The House select committee investigating the attack on the Capitol on January 6, 2021, has begun to hold public hearings, laying out, in explicit detail, how Donald Trump was repeatedly told by key advisers that he fairly lost the 2020 election, among other revelations. Nevertheless, Trump continued to encourage protests against the election’s certification, and expressed sympathy for the view that Vice-President Mike Pence deserved to be killed. The biggest question hanging over the hearings is whether they will contribute to a criminal case against the former President. The Justice Department is conducting a wide-ranging investigation into January 6th, but this is not the first time that Trump has appeared to be in the crosshairs of prosecutors.

If the former President is charged, what exactly would the charges be, and how tough would the case be to prosecute? To talk about this, I recently spoke by phone with Barbara McQuade, a professor at the University of Michigan Law School and a former United States Attorney for the Eastern District of Michigan. (She resigned from her position, which she’d held since 2010, in the early days of the Trump Administration.) During our conversation, which has been edited for length and clarity, we discussed why Trump’s mind-set is so important to any criminal case, the arguments he might make to defend himself, and whether the Justice Department is too concerned about the optics of charging a former President.

If a case is made against Trump, what precisely would it be for?

It would require a full investigation to see if you can mount sufficient evidence. And the Justice Department will be the first to tell you that it investigates crimes and not people. But, with that in mind, it seems to me that some potential crimes here are: first, conspiracy to defraud the United States; and, second, conspiracy to obstruct an official proceeding. The first one is more broad. The second one is more specific.

What does that mean, “conspiracy to defraud the United States”?
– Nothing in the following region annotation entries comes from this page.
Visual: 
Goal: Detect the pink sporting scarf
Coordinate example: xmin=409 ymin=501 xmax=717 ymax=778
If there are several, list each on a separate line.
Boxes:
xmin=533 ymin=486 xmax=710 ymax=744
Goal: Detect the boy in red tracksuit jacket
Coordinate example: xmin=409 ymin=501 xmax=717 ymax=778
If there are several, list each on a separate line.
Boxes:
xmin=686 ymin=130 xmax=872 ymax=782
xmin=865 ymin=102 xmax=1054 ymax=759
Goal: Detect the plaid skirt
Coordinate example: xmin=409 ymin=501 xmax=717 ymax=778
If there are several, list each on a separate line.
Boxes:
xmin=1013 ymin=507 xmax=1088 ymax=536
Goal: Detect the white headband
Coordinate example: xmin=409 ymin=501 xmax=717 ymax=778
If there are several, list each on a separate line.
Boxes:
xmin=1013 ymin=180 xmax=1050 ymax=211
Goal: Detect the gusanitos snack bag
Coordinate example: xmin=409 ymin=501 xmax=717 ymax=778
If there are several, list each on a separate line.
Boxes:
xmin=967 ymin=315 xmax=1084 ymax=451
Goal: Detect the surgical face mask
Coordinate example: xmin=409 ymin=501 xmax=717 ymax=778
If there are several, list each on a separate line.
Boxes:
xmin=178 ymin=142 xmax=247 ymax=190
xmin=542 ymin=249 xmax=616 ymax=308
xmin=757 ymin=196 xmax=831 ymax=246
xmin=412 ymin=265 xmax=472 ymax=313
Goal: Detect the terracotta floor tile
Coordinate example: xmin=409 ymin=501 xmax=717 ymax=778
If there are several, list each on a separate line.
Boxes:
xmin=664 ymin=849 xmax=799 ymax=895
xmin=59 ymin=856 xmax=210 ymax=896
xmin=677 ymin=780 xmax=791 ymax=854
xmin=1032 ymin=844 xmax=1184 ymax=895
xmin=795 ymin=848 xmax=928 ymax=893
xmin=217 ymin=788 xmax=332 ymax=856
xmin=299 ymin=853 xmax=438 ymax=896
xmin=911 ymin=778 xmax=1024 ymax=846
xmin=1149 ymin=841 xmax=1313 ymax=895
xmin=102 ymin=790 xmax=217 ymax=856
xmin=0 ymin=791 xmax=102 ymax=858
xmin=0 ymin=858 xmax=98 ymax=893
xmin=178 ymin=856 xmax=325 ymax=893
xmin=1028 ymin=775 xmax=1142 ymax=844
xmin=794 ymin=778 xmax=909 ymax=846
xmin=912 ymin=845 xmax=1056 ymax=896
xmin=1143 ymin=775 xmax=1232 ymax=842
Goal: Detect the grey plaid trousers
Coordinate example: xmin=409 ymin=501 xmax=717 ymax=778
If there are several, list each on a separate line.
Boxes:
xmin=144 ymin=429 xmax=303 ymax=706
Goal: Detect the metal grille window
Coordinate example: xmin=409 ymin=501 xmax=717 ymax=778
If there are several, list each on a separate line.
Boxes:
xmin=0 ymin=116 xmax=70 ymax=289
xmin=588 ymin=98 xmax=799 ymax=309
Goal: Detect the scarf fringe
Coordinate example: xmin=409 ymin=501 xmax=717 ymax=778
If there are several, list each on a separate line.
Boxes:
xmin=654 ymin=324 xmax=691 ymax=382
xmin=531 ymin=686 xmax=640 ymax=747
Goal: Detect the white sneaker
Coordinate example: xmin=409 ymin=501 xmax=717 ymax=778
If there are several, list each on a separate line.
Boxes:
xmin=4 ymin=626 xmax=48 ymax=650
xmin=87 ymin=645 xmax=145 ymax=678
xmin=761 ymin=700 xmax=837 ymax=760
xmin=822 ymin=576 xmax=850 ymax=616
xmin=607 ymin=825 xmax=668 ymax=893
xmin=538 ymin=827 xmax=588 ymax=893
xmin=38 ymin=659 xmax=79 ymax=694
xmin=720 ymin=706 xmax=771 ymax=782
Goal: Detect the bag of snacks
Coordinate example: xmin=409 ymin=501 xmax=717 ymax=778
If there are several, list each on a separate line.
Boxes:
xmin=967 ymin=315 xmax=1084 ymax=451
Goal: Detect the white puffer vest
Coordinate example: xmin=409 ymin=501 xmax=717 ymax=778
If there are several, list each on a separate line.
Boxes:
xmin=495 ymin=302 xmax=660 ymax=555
The statutory citation is Title 18 of the United States Code, Section 371. It is sometimes referred to as the Klein Conspiracy, after a case named United States v. Klein. It is frequently used in cases of tax violations, but what it means is that someone with a fraudulent intent did something to obstruct or impede the official functioning of government. And so, in this instance, it would be something like, Trump and others conspired to defraud the American people and interfere with the proper transfer of Presidential power. And it could be as simple as getting Mike Pence to refuse to certify the vote when he had a duty to do so. Sometimes people think about the big picture, that you have to tie Trump to the physical attack on the Capitol. And that could do it, because that was one way that the certification was obstructed. But it could also simply be his efforts to pressure Mike Pence to refuse to certify the vote. And that would be an obstruction of an official proceeding.